Ok, très bien, je baisse les yeux. Pas apeuré, juste que dans un tel cas, je préfère m'écraser.

"Oh connard j'te parle !"

Bon, je demande si j'peux lui être d'une quelconque utilité : "j'peux t'aider ?"

"Eh mais il me parle en plus ! Ferme ta gueule !"

Mouais, bon. Un individu apparemment dénué de toute logique. L'ignorer simplement. Le mec s'approche de moi. Difficile de l'ignorer dorénavant. Il voit mon casque audio.

"T'as un iPhone ?"

Moi, un iPhone ? Et mon cul, c'est du poulet ? Passons sur cette faute de gout affligeante.

"Vas-y il est classe ton casque, tu me le files ?"

Toujours pas non.
A ma grande surprise, il ne s'y accroche pas, laisse tomber. Et ne demande pas à quoi mon casque est relié si ce n'est pas à un iPhone. Il ne demande pas à voir mon portable ou mon iPod. 400 euros à eux deux.
Non, manifestement il veut autre chose.

Et c'est là que j'ai compris.
Ou plutôt non, que je n'ai plus rien compris.

Peut être quelques insultes, et puis des coups.
De pieds, de poings.
En prenant appui sur les sièges alentours.
8 paires de pieds et de mains s'abattant contre mon visage et mon torse.
Ca n'a pas dû durer très longtemps pourtant.
C'était intense, passionnel, on a partagé un vrai truc tous les 9.
A un moment, dans un élan de lucidité, j'ai songé à relevé mes bras vers mon visage, comme pour parer les coups. J'ai finalement retenu quelques bases de mes cours de boxe française du collège.
Ce mouvement m'a permis de voir le reste du wagon. Entre temps il s'est rempli. Un autre groupe de jeune discute plus loin mais n'ose pas intervenir.
Des coups de pied dans le visage, des coups des poing contre les lèvres.
Pourtant, je reste asssis, immobile, comme éteint.

Et là j'entends une voix : "Non, putain les mecs laissez-le c'est pas cool".
"Pas cool", c'est pas non plus le terme que j'utiliserais si je devais raconter l'histoire sur mon blog, mais ça me va. Le mec les a distrait. Mon cerveau s'est rallumé et mes sens se sont réveillés. J'entends alors la sonnerie de la fermeture des portes. La fermeture ! Pas encore passer un autre voyage avec eux. Vite ! J'écarte les portes avec tout ce qu'il me reste de force.
Les gars sont restés à l'intérieur. L'un me crie "Eh, on t'a pas agressé hein !"

Ahahahahahahahah !

Et mon cul connard ?

Je crache du sang. Je sens mes lèvres déchirées. Ma migraine a empiré entre temps.
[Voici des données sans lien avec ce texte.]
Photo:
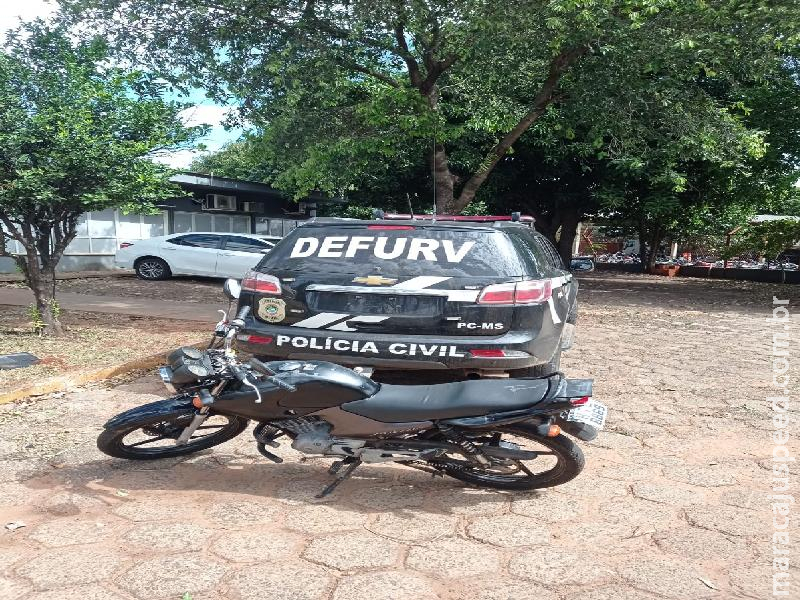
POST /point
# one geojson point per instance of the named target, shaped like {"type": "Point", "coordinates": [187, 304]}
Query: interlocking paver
{"type": "Point", "coordinates": [454, 558]}
{"type": "Point", "coordinates": [73, 565]}
{"type": "Point", "coordinates": [670, 577]}
{"type": "Point", "coordinates": [168, 536]}
{"type": "Point", "coordinates": [509, 531]}
{"type": "Point", "coordinates": [729, 520]}
{"type": "Point", "coordinates": [353, 550]}
{"type": "Point", "coordinates": [297, 580]}
{"type": "Point", "coordinates": [11, 589]}
{"type": "Point", "coordinates": [257, 546]}
{"type": "Point", "coordinates": [171, 576]}
{"type": "Point", "coordinates": [83, 592]}
{"type": "Point", "coordinates": [72, 531]}
{"type": "Point", "coordinates": [414, 526]}
{"type": "Point", "coordinates": [556, 566]}
{"type": "Point", "coordinates": [701, 544]}
{"type": "Point", "coordinates": [314, 519]}
{"type": "Point", "coordinates": [385, 585]}
{"type": "Point", "coordinates": [548, 506]}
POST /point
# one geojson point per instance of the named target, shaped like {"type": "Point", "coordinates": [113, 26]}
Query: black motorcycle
{"type": "Point", "coordinates": [499, 433]}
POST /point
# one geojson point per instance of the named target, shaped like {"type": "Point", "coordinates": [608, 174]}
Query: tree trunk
{"type": "Point", "coordinates": [544, 97]}
{"type": "Point", "coordinates": [442, 181]}
{"type": "Point", "coordinates": [654, 243]}
{"type": "Point", "coordinates": [41, 280]}
{"type": "Point", "coordinates": [569, 229]}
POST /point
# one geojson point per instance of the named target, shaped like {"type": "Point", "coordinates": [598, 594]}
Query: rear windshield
{"type": "Point", "coordinates": [420, 251]}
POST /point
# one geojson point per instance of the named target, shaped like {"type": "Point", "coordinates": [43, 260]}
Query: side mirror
{"type": "Point", "coordinates": [581, 264]}
{"type": "Point", "coordinates": [232, 289]}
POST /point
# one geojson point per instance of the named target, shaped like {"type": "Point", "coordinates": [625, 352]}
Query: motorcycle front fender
{"type": "Point", "coordinates": [153, 412]}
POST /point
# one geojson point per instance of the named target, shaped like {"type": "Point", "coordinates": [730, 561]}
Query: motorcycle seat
{"type": "Point", "coordinates": [407, 403]}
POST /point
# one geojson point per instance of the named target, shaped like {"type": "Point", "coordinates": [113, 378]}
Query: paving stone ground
{"type": "Point", "coordinates": [672, 503]}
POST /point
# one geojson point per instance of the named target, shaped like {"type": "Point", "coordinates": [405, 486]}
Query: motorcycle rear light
{"type": "Point", "coordinates": [390, 227]}
{"type": "Point", "coordinates": [488, 353]}
{"type": "Point", "coordinates": [261, 283]}
{"type": "Point", "coordinates": [554, 431]}
{"type": "Point", "coordinates": [525, 292]}
{"type": "Point", "coordinates": [256, 339]}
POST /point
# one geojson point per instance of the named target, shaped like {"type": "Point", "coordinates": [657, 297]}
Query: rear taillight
{"type": "Point", "coordinates": [261, 283]}
{"type": "Point", "coordinates": [524, 292]}
{"type": "Point", "coordinates": [390, 227]}
{"type": "Point", "coordinates": [255, 339]}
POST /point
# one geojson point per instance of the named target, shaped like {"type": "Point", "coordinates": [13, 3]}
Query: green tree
{"type": "Point", "coordinates": [76, 135]}
{"type": "Point", "coordinates": [337, 87]}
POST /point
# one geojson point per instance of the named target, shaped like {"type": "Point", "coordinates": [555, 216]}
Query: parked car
{"type": "Point", "coordinates": [479, 297]}
{"type": "Point", "coordinates": [582, 263]}
{"type": "Point", "coordinates": [195, 253]}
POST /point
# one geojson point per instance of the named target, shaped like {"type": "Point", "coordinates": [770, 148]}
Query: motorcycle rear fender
{"type": "Point", "coordinates": [153, 412]}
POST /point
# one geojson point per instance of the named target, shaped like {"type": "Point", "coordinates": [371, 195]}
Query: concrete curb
{"type": "Point", "coordinates": [63, 383]}
{"type": "Point", "coordinates": [63, 275]}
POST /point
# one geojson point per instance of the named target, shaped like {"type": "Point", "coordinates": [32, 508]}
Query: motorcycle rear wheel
{"type": "Point", "coordinates": [568, 457]}
{"type": "Point", "coordinates": [162, 434]}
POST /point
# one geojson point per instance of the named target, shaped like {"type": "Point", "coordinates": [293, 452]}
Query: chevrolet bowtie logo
{"type": "Point", "coordinates": [375, 280]}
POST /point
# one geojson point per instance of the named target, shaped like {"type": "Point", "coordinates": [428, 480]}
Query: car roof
{"type": "Point", "coordinates": [419, 223]}
{"type": "Point", "coordinates": [253, 235]}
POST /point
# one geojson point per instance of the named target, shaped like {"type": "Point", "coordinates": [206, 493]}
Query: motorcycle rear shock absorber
{"type": "Point", "coordinates": [472, 451]}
Et s'il m'attendaient ? Je ne peux décemment pas attendre la prochaine rame. Ce sera Vélib' jusqu'à Bercy 2. Parce que oui, j'ai pas fait le trajet pour rien, je vais le voir ce film.

"Eh, on t'a pas agressé hein !"
C'est pas ce qu'il m'a semblé pourtant. En sortant, je vois quelqu'un au guichet. La dame de la RATP est très aimable, me propose quelques soins, prends la signalisation des gars. "7 à 8 mecs, tous en jogging".
"Quelle origines ?" La question m'étonne un peu ...
"Vraiment de toutes" Ma réponse l'étonne aussi.
Je continue la description "... à vue d'oeil, moyenne d'âge entre 12 et 14 ans".
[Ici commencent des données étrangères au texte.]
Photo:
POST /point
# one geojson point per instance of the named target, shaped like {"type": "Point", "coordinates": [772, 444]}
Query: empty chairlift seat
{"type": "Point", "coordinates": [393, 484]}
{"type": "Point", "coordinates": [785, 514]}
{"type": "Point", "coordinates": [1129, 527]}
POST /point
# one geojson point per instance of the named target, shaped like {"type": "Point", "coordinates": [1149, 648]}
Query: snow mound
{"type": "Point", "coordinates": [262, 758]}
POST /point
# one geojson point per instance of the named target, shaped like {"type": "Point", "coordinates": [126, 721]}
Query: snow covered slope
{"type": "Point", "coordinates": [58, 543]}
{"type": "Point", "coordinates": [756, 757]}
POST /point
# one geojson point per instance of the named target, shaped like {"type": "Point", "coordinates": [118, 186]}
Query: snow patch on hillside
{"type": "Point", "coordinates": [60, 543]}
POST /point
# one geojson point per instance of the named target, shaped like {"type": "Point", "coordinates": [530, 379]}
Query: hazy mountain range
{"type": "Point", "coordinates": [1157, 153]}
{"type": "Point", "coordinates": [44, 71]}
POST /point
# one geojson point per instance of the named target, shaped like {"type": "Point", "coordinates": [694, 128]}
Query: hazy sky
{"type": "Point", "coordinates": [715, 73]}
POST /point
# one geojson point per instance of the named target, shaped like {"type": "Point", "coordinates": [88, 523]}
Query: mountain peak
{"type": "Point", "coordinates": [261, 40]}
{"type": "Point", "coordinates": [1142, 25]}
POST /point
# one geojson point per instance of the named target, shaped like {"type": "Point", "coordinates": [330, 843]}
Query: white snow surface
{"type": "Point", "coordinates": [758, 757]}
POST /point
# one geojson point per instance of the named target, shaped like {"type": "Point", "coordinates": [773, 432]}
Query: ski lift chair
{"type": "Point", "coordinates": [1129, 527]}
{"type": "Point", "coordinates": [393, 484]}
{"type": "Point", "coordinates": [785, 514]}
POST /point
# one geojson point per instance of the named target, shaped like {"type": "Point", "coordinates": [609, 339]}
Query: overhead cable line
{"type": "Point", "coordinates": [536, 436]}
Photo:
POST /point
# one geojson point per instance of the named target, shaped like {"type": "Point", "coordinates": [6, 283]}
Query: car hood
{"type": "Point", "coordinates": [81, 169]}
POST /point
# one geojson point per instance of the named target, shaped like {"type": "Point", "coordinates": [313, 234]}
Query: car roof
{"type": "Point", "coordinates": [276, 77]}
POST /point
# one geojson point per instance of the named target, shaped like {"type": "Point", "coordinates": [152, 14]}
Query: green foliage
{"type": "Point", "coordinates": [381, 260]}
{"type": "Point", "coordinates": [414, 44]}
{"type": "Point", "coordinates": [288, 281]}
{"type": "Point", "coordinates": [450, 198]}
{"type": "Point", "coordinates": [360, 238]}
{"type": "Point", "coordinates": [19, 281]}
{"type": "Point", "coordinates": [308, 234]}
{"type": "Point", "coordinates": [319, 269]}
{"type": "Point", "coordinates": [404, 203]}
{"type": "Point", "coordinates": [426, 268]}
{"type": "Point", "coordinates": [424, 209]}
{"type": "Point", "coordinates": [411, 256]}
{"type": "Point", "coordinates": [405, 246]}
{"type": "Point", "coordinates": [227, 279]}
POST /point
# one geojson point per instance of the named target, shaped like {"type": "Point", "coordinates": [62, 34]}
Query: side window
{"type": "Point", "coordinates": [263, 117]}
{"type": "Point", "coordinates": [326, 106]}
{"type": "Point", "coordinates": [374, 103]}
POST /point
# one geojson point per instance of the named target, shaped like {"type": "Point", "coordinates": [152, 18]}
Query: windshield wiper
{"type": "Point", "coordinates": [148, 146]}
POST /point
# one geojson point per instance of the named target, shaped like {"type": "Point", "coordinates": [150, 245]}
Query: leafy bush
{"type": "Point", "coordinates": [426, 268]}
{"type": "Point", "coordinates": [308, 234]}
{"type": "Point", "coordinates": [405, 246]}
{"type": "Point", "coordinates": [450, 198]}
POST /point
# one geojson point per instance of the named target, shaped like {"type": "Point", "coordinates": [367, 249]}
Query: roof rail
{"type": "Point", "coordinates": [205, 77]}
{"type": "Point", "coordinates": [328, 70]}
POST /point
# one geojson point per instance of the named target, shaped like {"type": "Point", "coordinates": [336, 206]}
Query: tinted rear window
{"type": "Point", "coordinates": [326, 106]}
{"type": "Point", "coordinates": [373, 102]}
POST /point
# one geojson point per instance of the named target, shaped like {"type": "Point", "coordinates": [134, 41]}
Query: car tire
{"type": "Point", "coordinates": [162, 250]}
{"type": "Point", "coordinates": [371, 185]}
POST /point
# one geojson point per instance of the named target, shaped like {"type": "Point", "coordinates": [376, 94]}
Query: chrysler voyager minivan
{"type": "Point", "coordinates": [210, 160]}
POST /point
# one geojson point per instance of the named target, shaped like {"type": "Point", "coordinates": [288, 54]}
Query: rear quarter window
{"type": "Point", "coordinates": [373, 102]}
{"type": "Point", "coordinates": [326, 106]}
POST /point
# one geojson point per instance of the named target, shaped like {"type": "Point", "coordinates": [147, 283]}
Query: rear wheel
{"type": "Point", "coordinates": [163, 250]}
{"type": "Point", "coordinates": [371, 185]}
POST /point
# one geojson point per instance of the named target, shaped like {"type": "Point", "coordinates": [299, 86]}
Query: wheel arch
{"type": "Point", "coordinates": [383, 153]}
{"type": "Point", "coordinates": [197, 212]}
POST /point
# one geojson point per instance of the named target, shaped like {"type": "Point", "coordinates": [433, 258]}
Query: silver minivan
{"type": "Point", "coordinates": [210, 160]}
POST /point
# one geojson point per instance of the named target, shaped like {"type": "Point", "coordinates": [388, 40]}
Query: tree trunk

Ah, je vous avais pas dit ? Ils avaient grosso modo 13 ans. Ouais je sais. C'est essentiellement ça qui m'a causé un choc. Ca et la violence gratuite.

13 ans ...

Agressé par 8 gosses de 13 ans ...

Ca calme.
J'enfourche mon vélib', j'arrive à l'heure à ma séance. Dragons est un film génial (finalement ce billet aura un reflet de critique ciné). Du moins assez bon pour me faire plus ou moins oublier cette histoire pendant 1h30 et même me faire rire, c'est dire.

Le retour : métro ou vélib' ?
Je choisis la voie de la raison, y a pas de vélib' à Maisons-Alfort. Ce sera donc métro.
Durant le trajet, je choisis d'exorciser le truc : je raconte ça sur Twitter. J'essaie de me donner un genre en y foutant un peu de cynisme : "Tabassé dans le métro il y a deux heures. J'aurais du penser au livetweet, ca m'aurait fait gagner quelques followers."

Et là, c'est un dizaine de commentaires qui viennent s'informer de mon état, savoir où et comment ça s'est passé, pourquoi et surtout, si je vais bien. On me conseille de porter plainte. Ca va de soi.
On ne mesurera jamais assez l'influence de Twitter sur le moral. Son aspect compassionnel et le lien que différents utilisateurs peuvent créer entre eux. Voilà, j'arrive quand même à faire un lien entre ça et Twitter.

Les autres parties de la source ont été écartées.